Those who protest against this new regime become as much the enemy as 
terrorists. ("Those who are not with us are against us.") Those who stand up

for common decency and basic human rights are the enemy.

The MCA worldview precludes listening to the populace; it is intent, rather,

on controlling it. Greater and greater numbers of the populace feel unheard 
and powerless, encouraging more fear, which in turn opens the door for more 
government intervention: "You have good reason to fear. The danger is real, 
but WE will protect you." The hidden agenda is: "Give us more power."

The promise of protection is empty, though, because, vampire-like, it 
thrives on fear, and it sucks the spirit out of Americans.

With the populace silenced and paralyzed, lawyers will have to take up the 
cause of preserving our freedoms. At minimum, then, the near future will 
bring legal challenges. The MCA will be challenged in court. Over 500 cases 
already on federal dockets will be affected by the MCA.

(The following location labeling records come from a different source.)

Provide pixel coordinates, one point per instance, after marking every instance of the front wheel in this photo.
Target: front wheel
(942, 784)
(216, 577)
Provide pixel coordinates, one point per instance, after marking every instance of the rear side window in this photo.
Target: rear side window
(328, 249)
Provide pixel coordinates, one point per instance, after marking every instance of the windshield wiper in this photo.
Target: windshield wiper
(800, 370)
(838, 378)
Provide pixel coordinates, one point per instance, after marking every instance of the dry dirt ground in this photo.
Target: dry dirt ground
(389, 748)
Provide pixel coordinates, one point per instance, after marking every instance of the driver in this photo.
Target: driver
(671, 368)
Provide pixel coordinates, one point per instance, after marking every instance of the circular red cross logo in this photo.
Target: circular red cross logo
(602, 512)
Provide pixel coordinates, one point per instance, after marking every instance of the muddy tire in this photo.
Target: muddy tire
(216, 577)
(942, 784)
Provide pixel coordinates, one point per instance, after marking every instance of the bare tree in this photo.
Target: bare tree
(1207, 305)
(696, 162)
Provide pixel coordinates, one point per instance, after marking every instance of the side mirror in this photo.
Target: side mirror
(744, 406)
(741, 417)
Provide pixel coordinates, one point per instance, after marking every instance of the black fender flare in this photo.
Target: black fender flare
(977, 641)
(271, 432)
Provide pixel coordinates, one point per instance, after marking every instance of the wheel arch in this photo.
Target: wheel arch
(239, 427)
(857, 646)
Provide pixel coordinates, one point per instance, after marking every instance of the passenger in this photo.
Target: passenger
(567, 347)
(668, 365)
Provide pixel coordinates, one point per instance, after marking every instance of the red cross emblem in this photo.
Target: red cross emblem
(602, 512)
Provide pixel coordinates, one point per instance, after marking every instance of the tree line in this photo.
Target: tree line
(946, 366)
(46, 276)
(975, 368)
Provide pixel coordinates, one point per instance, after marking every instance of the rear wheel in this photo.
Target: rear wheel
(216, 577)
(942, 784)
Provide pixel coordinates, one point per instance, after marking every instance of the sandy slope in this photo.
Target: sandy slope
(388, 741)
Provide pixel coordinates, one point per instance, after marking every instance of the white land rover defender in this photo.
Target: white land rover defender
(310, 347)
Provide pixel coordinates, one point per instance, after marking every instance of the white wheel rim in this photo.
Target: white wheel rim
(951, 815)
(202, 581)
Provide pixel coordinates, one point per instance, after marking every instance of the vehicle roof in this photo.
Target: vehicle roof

And when will all this end? The MCA does not sunset. Although Congress never

formally declared war on al Qaeda or the Taliban or Saddam or Afghanistan or

Iraq or anyone anywhere else, the Authorization to Use Military Force passed

by joint congressional resolution in November 2001 provides the President 
with open-ended and (what he, at least, deems as) endless authority to carry

on this nebulous "war," which he does avidly without either standing firmly 
on the laws of war or resorting finally to the criminal laws. He picks and 
chooses what he finds useful and convenient for his task of creating this 
new worldview, the consequences of which neither he nor his Cabinet fully 
comprehend for the future of America.

P. Sabin Willett asks: "We need to acknowledge, if we are thoughtful people,

that terror is everywhere, and has been with us always, and involves all 
kind of people who later get called men of peace.'"

"Does any single thoughtful person . . . think she will live to see the end 
of terrorism? And thus the end of the global war against it? Do you think 
you'll watch on TV as the Emperor of Terror comes aboard a Navy warship to 
sign the instrument of surrender? A phenomenon that has run down from the 
1st Century to the 21st, you think George Bush is the measure of? Your 
grandchildren will never see that ticker-tape parade."

Willett concludes: "So can we at least be honest with ourselves? When we say

the President has special powers during the global war on terror, we are 
saying he has them forever. Always and forever can the President lock people

up at Guantanamo without meaningful judicial review. Always and forever he 
can ignore the Congress's ban of torture, as he vowed to do last December 
30."

Always and forever. It's a long time to spend in the soulless new world 
created, with Bush's persuasion, by the Military Commissions Act.